Chemicals eat up lush paddy fields
By Express News Service | Published: 24th April 2013 10:22 AM |
There was a time when the banks of Chitrapuzha near Irumpanam were blessed by the green and yielding paddy fields. However, thanks to the large-scale industrialisation in the area, the 60-acre paddy fields have turned into marshy land. The farmers say the pathetic state of the land is the result of the chemicals discharged by Kochi Refinery and other industries in the area.
“The issue began when FACT started production of urea which was discharged into the paddy fields. Though this initially helped the growth of paddy, things took a turn for worse later. During harvesting, we realised the disastrous effect of the chemical as the majority of the yield were chaff,” sais M I Jose, a farmer who owned a field in the area. After this incident, the farmers had to stop cultivation. More chemicals were dumped into the paddy field by the Kochi Refinery. “The paddy fields which were once a main food basket has now been lying idle,” Jose added.
The farmers got together to protect the land and moved the High Court against the industries seeking compensation for the losses incurred. “We had to wait more than five years to get a compensation. But, the Court did nothing to stop the discharge of fertilisers into the field,” he added.
The association of the farmers Irumpanam-Chitrapuzha Peeditha Karshaka Sangam are demanding acquisition of the 60-acres land either by state government or Kochi Refinery.

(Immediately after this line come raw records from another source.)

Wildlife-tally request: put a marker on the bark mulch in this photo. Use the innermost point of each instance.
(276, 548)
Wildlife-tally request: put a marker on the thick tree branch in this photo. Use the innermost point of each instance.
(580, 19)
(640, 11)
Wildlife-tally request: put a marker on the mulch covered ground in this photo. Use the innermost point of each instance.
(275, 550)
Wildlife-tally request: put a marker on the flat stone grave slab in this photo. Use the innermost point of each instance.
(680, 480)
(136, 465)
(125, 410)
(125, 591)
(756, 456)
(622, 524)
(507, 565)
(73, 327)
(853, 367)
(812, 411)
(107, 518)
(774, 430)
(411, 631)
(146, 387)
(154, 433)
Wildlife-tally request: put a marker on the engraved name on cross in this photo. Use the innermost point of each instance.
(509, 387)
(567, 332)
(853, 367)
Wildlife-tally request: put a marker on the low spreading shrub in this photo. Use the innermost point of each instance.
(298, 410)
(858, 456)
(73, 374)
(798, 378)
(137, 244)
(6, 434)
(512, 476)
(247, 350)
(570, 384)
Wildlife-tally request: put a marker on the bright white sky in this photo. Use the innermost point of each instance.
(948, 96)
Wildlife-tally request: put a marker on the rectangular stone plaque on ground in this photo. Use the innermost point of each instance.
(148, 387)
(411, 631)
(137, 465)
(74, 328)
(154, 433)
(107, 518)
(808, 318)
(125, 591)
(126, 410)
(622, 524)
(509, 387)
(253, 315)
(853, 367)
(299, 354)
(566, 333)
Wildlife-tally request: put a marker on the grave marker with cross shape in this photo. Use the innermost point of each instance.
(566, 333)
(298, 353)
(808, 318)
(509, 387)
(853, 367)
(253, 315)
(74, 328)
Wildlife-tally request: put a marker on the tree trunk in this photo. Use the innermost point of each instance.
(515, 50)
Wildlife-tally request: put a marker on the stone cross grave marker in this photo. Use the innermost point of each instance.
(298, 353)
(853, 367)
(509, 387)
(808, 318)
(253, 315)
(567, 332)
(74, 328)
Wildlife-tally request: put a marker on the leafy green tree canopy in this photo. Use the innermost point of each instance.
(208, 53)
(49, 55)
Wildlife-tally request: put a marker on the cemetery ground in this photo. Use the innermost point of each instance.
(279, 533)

“Now, cultivation is impossible in the paddy field. We can not use land for any other purpose owing to the wetland conservation act. We plan to launch an indefinite hunger strike if the authorities do not address the issue,” Jose said.
Meanwhile, Sangam secretary Vipin Kizhakedathu said though they have filed an application at the Chief Minister Oommen Chandy’s Mass Contact Programme asking the government to acquire the land, no action has been taken yet. “We have been informed by the district administration that the request is under consideration,” he said.
Meanwhile, Kochi Refinery authorities have refuted the charge. “We are not discharging any kind of chemicals to the paddy fields. We have the mechanism to treat all kinds of wastes in the plant and the certificates from the central and state pollution control board proves this,” said a Kochi Refinery official. He added that the refinery will not acquire the paddy field as demanded by the farmers. “We have our own procedures for acquiring lands. We need a proper project before acquiring any land. As of now, we have no plan to start a project by acquire the 60 acres paddy field at Irumpanam,” he said.